Si nous continuons sur notre blocage culturel, alors il existe une menace que l’État perde la main sur le système de santé, une nouvelle offre de santé en 2030 pourrait émerger avec la puissance des GAFA, qui sont aujourd’hui supérieurs à celle des Etats. Il faut prendre ce scénario au sérieux, des offres apparaissent déjà aux Etats-Unis, avec des analyses de génome à 150 euros, le lancement de médicaments connectés.

Quel est le scénario qui vous semble le plus réaliste ?

Le premier Ministre Edouard Philippe et la ministre Agnes Buzyn ont annoncé le 13 février la mise en place d’une concertation pour une nouvelle feuille de route santé, notamment sur l’étude de nouveaux financements pour améliorer l’efficience du système de santé. Cela constitue un premier pas pour avancer. Mais le gouvernement ne croit pas à une transformation par une rupture pour faire face à trois enjeux majeurs pour l’avenir du système de santé  : la « chronicisation » des maladies, le vieillissement de la population et l’enjeu financier. Nous vivons aujourd’hui à crédit pour payer notre solidarité, c’est un système très généreux qu’il faut garder mais pas avec des organisations dépassées. Je pense que si nous ne réagissons pas, c’est le scénario de rupture va s’imposer. Il faut dès aujourd’hui transformer les organisations de santé en gardant les valeurs de solidarité, utiliser les marges de manœuvre technologiques pour abaisser les coûts. Il faudrait davantage s’inspirer des expérimentations à l’étranger. On dépense trop d’argent à refaire les mêmes expérimentations. On devrait pouvoir être dans une logique de transformation des organisations.

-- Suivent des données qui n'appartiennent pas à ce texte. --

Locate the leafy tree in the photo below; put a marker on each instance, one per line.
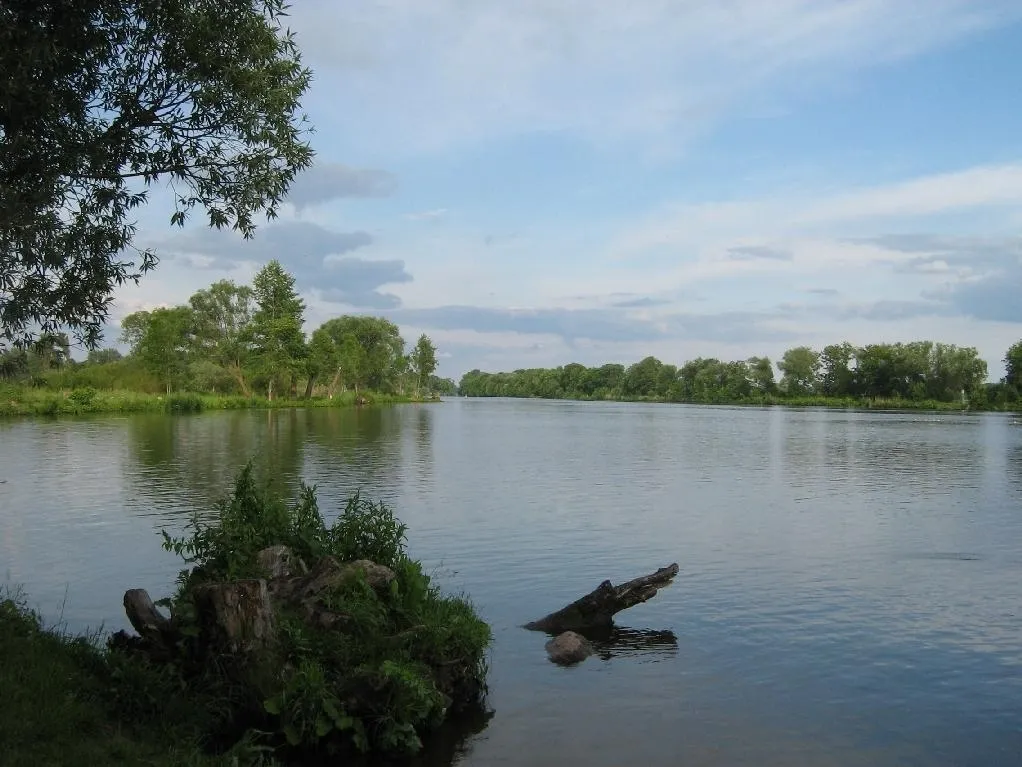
(641, 378)
(423, 359)
(323, 361)
(223, 315)
(99, 100)
(800, 368)
(1013, 366)
(102, 356)
(50, 351)
(369, 350)
(837, 376)
(761, 374)
(160, 341)
(279, 345)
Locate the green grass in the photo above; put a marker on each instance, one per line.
(65, 701)
(403, 661)
(30, 401)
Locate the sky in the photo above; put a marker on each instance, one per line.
(540, 182)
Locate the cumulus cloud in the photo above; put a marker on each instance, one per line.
(326, 181)
(356, 281)
(313, 254)
(290, 241)
(640, 303)
(751, 253)
(645, 69)
(594, 324)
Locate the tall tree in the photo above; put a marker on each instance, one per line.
(837, 376)
(1013, 366)
(800, 369)
(278, 343)
(160, 340)
(423, 360)
(761, 374)
(99, 100)
(369, 350)
(223, 315)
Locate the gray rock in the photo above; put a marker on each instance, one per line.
(279, 561)
(568, 647)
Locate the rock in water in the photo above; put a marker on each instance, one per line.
(568, 647)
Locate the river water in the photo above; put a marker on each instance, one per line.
(850, 585)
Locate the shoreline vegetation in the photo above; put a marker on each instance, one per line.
(917, 375)
(351, 651)
(22, 401)
(231, 347)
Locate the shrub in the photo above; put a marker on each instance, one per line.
(403, 659)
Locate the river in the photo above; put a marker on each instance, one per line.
(850, 586)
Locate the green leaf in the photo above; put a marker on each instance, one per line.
(272, 706)
(323, 725)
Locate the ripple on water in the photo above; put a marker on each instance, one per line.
(848, 589)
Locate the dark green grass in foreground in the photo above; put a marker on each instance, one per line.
(66, 702)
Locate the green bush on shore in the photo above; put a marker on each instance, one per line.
(405, 659)
(16, 400)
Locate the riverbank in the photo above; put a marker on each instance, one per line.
(16, 401)
(66, 702)
(286, 636)
(839, 403)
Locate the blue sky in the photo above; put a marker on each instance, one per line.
(547, 181)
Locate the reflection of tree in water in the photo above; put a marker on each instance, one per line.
(193, 459)
(617, 641)
(880, 451)
(1015, 464)
(423, 456)
(446, 746)
(353, 449)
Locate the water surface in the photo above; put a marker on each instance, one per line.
(850, 583)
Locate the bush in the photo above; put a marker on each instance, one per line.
(404, 659)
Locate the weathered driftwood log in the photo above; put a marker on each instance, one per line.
(145, 618)
(239, 617)
(597, 608)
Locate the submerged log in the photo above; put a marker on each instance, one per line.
(598, 607)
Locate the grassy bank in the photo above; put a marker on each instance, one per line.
(65, 701)
(846, 403)
(32, 401)
(340, 647)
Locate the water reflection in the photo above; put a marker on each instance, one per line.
(617, 641)
(849, 589)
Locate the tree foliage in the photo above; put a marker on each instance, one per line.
(278, 343)
(916, 371)
(423, 361)
(233, 339)
(102, 99)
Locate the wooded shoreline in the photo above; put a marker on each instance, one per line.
(27, 401)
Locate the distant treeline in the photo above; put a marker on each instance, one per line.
(238, 340)
(920, 372)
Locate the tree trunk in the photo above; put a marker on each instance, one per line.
(598, 607)
(236, 617)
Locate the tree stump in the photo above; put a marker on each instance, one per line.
(598, 607)
(235, 617)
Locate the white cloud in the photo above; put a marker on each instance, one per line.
(429, 75)
(713, 227)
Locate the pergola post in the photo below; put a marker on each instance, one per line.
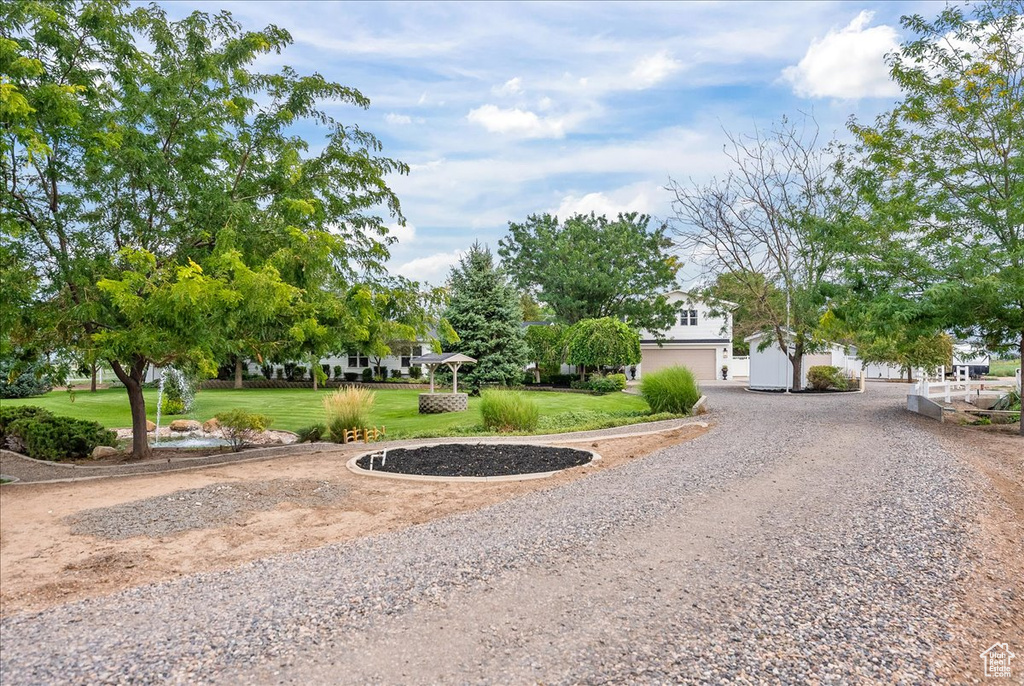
(455, 376)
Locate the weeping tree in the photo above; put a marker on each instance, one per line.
(158, 188)
(768, 228)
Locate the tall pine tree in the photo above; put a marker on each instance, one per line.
(484, 310)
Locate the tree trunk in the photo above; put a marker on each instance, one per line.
(797, 358)
(132, 379)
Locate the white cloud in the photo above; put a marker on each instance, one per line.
(521, 123)
(403, 233)
(432, 268)
(847, 63)
(511, 87)
(637, 198)
(653, 70)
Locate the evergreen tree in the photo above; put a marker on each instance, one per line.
(484, 310)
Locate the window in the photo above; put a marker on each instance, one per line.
(409, 353)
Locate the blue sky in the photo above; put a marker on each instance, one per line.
(504, 110)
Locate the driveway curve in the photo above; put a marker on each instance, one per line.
(803, 539)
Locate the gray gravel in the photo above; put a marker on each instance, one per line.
(804, 539)
(209, 507)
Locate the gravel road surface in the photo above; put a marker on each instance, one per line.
(803, 539)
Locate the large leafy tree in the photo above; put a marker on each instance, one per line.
(604, 342)
(484, 311)
(589, 266)
(768, 227)
(943, 178)
(169, 209)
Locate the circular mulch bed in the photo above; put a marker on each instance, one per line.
(478, 460)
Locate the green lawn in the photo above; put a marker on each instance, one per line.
(396, 410)
(1004, 368)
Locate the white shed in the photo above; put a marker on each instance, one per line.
(771, 370)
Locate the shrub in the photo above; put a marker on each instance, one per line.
(508, 411)
(823, 377)
(601, 384)
(10, 415)
(310, 434)
(27, 383)
(672, 389)
(347, 409)
(240, 427)
(51, 437)
(172, 405)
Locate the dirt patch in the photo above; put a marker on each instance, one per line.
(992, 604)
(475, 460)
(43, 562)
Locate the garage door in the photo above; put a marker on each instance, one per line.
(699, 360)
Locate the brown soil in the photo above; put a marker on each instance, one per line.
(993, 593)
(42, 563)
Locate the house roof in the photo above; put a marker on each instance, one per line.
(441, 358)
(694, 298)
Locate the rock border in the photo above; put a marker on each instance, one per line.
(355, 469)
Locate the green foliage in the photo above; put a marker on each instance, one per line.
(46, 436)
(777, 256)
(823, 377)
(545, 345)
(508, 411)
(347, 409)
(310, 434)
(240, 427)
(942, 244)
(590, 267)
(19, 381)
(672, 389)
(205, 210)
(604, 342)
(602, 384)
(484, 311)
(10, 414)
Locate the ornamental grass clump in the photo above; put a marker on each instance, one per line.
(508, 411)
(347, 409)
(673, 389)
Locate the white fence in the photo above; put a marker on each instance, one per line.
(960, 386)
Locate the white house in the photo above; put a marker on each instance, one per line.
(698, 341)
(771, 370)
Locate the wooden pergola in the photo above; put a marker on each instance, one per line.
(453, 359)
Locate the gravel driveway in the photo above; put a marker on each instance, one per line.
(804, 539)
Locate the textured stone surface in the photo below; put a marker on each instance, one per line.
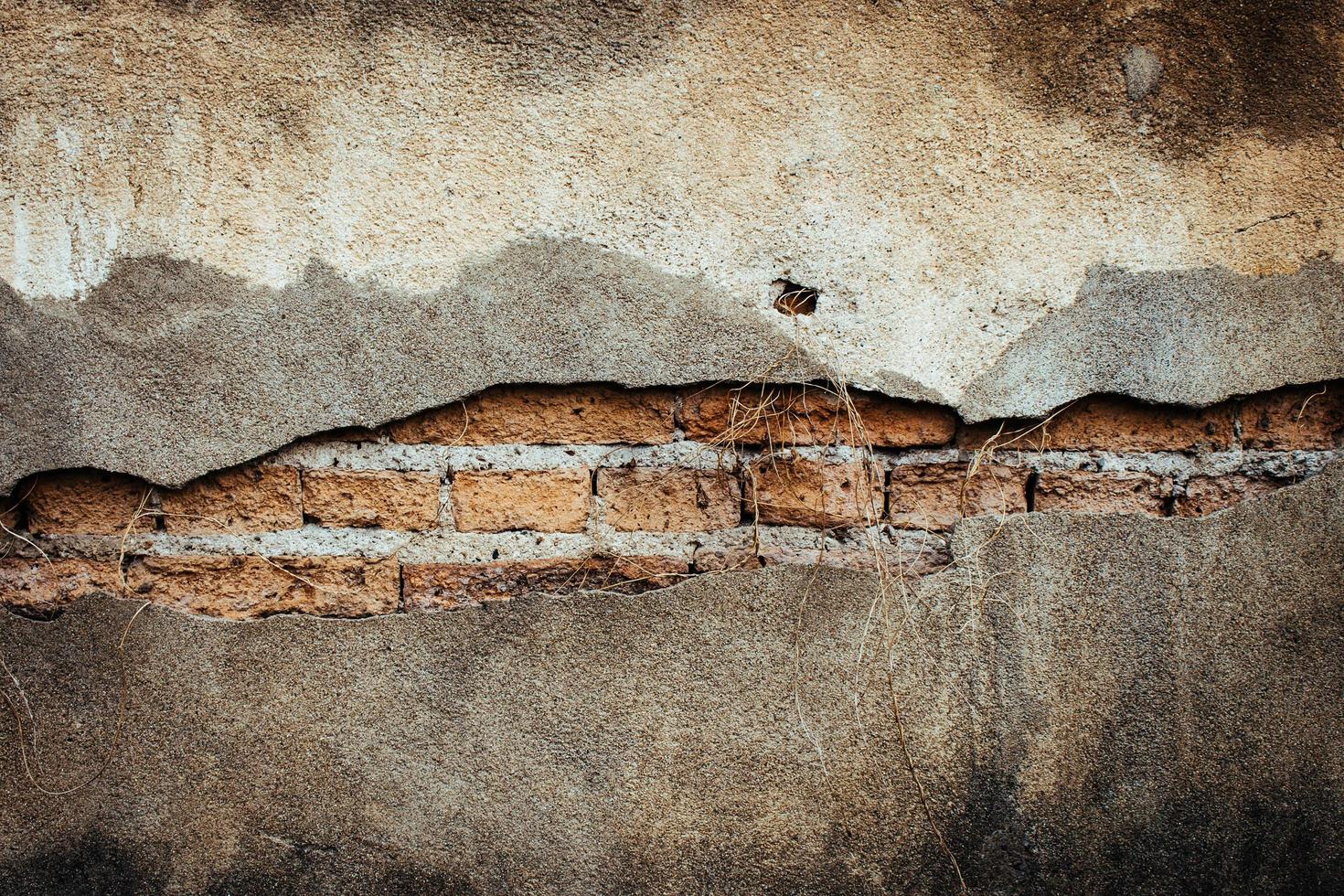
(669, 500)
(821, 493)
(86, 503)
(246, 587)
(540, 500)
(226, 218)
(1092, 704)
(251, 498)
(385, 498)
(1087, 492)
(937, 496)
(546, 415)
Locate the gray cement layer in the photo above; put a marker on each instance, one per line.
(1089, 704)
(226, 226)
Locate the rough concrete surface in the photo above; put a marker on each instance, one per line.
(949, 175)
(1093, 704)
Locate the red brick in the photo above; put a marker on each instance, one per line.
(86, 503)
(1298, 418)
(451, 586)
(548, 415)
(42, 586)
(800, 492)
(1206, 493)
(245, 587)
(789, 415)
(1089, 492)
(385, 498)
(506, 500)
(1106, 423)
(934, 496)
(669, 500)
(246, 498)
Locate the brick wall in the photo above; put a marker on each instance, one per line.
(597, 486)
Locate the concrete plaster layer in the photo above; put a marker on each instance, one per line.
(1092, 704)
(168, 371)
(949, 175)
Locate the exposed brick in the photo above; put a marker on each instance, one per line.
(788, 415)
(11, 511)
(548, 415)
(1206, 493)
(800, 492)
(42, 586)
(1089, 492)
(1108, 423)
(1295, 418)
(669, 500)
(385, 498)
(934, 496)
(246, 498)
(85, 503)
(449, 586)
(720, 558)
(243, 587)
(504, 500)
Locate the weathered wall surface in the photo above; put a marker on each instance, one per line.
(1093, 704)
(272, 194)
(228, 226)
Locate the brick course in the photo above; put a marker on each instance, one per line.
(249, 498)
(669, 498)
(1206, 493)
(504, 500)
(1295, 418)
(245, 587)
(934, 496)
(820, 493)
(644, 497)
(451, 586)
(548, 415)
(42, 586)
(785, 415)
(385, 498)
(1087, 492)
(85, 503)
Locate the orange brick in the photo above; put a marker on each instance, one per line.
(934, 496)
(43, 586)
(11, 509)
(246, 498)
(1308, 417)
(504, 500)
(245, 587)
(383, 498)
(1087, 492)
(788, 415)
(1106, 423)
(1207, 493)
(669, 500)
(85, 503)
(452, 586)
(548, 415)
(818, 493)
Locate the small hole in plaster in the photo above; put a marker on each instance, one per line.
(794, 298)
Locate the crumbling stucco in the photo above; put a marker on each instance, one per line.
(972, 187)
(168, 371)
(1094, 704)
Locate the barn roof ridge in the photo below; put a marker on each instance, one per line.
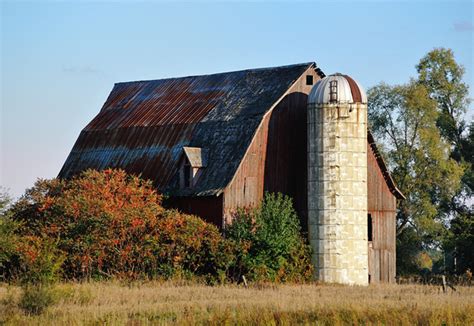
(309, 64)
(143, 126)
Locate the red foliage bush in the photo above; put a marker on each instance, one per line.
(112, 224)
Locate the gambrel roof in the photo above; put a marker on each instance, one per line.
(144, 125)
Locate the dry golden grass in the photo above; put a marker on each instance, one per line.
(112, 303)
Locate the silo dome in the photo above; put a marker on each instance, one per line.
(337, 89)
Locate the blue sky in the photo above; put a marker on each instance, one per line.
(59, 60)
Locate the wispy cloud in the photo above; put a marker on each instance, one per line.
(464, 26)
(81, 70)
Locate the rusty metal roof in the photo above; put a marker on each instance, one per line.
(196, 156)
(383, 167)
(144, 125)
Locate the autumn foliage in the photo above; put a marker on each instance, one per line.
(110, 223)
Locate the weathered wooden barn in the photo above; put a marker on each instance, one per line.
(214, 143)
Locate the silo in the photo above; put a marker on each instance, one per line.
(337, 180)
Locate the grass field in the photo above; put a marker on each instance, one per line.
(112, 303)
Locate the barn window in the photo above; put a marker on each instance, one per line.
(193, 161)
(369, 227)
(187, 172)
(333, 91)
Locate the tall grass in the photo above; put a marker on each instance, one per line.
(113, 303)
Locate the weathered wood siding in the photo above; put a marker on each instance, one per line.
(209, 208)
(382, 207)
(276, 159)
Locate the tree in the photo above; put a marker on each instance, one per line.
(404, 119)
(442, 76)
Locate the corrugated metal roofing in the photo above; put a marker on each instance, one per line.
(144, 125)
(197, 156)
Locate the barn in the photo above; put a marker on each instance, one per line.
(217, 142)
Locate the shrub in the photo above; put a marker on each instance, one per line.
(188, 244)
(269, 242)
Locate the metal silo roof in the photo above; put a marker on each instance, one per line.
(348, 90)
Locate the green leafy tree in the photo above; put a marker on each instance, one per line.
(404, 119)
(269, 243)
(442, 76)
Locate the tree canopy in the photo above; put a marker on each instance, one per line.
(429, 150)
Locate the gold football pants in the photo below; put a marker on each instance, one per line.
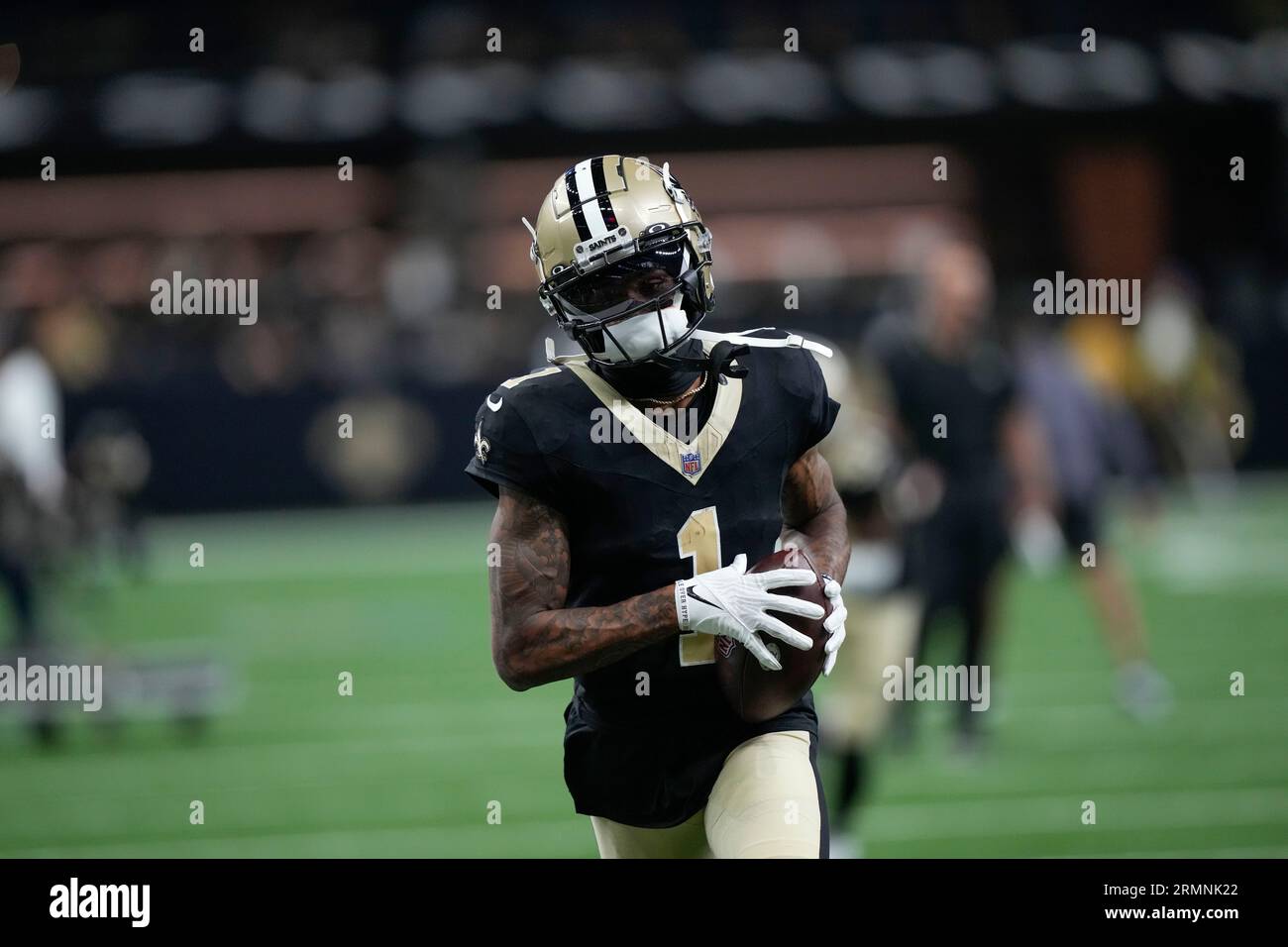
(765, 804)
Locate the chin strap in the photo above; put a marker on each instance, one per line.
(735, 341)
(745, 338)
(722, 355)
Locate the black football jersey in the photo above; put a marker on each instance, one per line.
(645, 736)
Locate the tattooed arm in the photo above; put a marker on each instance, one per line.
(814, 515)
(535, 639)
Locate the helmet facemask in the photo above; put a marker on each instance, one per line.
(638, 304)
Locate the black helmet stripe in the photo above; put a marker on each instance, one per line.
(575, 202)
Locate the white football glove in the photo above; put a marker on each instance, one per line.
(734, 603)
(835, 622)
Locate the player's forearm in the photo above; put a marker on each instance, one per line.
(825, 540)
(566, 642)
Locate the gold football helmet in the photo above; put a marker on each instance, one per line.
(623, 261)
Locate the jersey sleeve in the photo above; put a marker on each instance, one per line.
(506, 454)
(818, 410)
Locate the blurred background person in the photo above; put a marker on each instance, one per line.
(969, 440)
(1089, 440)
(884, 605)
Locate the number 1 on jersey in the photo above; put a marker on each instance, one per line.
(699, 539)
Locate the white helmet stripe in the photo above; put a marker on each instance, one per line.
(587, 192)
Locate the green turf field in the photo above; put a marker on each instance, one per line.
(410, 764)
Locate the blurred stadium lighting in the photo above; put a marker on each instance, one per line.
(25, 115)
(151, 108)
(733, 89)
(446, 99)
(1052, 75)
(925, 78)
(590, 94)
(355, 103)
(274, 105)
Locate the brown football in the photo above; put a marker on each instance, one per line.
(755, 693)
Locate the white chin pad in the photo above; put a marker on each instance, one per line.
(640, 335)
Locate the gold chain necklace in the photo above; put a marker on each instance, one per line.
(678, 398)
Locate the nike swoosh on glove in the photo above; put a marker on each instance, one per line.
(735, 603)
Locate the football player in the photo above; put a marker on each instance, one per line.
(636, 484)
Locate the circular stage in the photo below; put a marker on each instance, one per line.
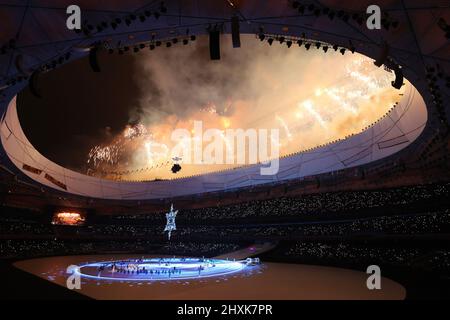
(235, 280)
(160, 269)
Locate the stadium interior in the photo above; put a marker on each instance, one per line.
(363, 179)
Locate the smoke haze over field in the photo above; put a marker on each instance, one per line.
(312, 97)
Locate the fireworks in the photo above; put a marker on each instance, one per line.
(134, 131)
(320, 108)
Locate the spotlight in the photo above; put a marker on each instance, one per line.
(163, 8)
(331, 15)
(175, 168)
(301, 9)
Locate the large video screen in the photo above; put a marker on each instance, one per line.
(68, 218)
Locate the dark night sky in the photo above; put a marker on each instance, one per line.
(77, 107)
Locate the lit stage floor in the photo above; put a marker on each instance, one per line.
(266, 281)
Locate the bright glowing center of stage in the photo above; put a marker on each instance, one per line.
(161, 269)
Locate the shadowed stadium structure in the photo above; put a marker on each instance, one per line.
(378, 197)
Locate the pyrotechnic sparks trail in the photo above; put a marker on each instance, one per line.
(311, 108)
(308, 105)
(285, 127)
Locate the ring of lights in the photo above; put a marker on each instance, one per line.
(160, 269)
(386, 137)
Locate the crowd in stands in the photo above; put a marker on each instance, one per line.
(407, 224)
(37, 248)
(313, 204)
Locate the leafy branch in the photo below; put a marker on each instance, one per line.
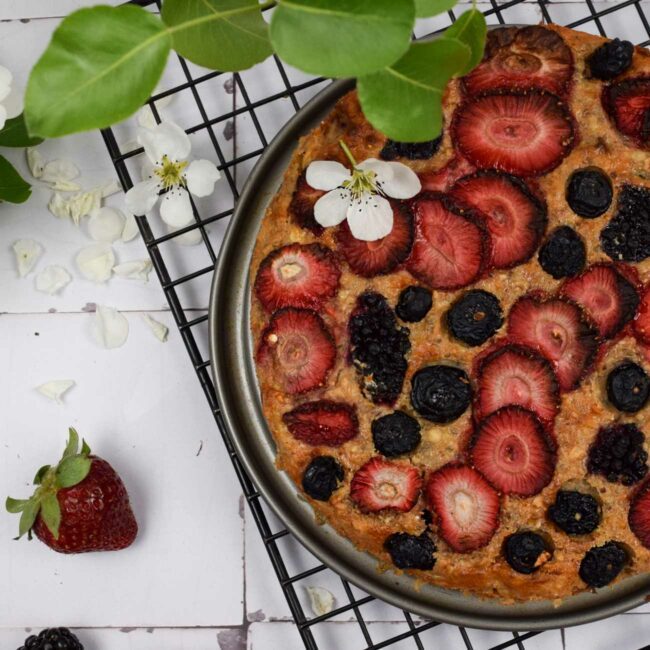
(103, 62)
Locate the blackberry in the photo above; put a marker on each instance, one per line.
(628, 387)
(378, 348)
(617, 454)
(396, 434)
(627, 236)
(475, 317)
(440, 393)
(414, 304)
(411, 150)
(322, 477)
(55, 638)
(563, 255)
(410, 551)
(576, 513)
(589, 193)
(526, 552)
(601, 564)
(610, 59)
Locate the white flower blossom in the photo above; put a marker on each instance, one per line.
(360, 195)
(167, 148)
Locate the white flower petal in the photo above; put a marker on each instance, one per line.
(201, 175)
(160, 331)
(321, 600)
(106, 224)
(110, 329)
(404, 184)
(326, 174)
(96, 262)
(131, 230)
(55, 389)
(27, 253)
(332, 207)
(142, 196)
(52, 279)
(35, 162)
(370, 218)
(176, 209)
(134, 270)
(165, 139)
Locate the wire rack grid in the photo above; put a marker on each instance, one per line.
(234, 165)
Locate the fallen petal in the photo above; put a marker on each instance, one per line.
(106, 224)
(27, 253)
(110, 329)
(96, 262)
(55, 390)
(160, 331)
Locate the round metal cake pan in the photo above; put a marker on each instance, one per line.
(238, 394)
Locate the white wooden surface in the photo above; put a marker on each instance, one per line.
(198, 577)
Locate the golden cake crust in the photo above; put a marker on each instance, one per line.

Stratégie Innovation Santé, orienter les stratégies territoriales de santé

Fondé en janvier 2017 par Solange Menival et Roland Michel, ce nouveau think tank a pour but de conduire toutes études, réflexions, analyses et de prendre toutes initiatives ayant trait à l’amélioration de la santé des Français, des ressortissants de l’Union Européenne et de la population mondiale. Il vise à catalyser les idées et à promouvoir les stratégies et les actions innovantes, de toutes natures, permettant d’assurer la transition du système de santé et de de répondre de façon efficiente, dans ce domaine, aux défis du XXIème siècle aux plans démographiques, socioéconomiques, technologiques éthiques et culturels. « L’objectif est de produire des idées, de la concertation, du lien entre des acteurs trop cloisonnés pour faire avancer les politiques de santé publique. Nous sommes des fervents défenseurs de l’action locale en politique santé, l’approche doit être systémique : la complexité trouve sa résolution dans l’action locale », précise Solange Menival.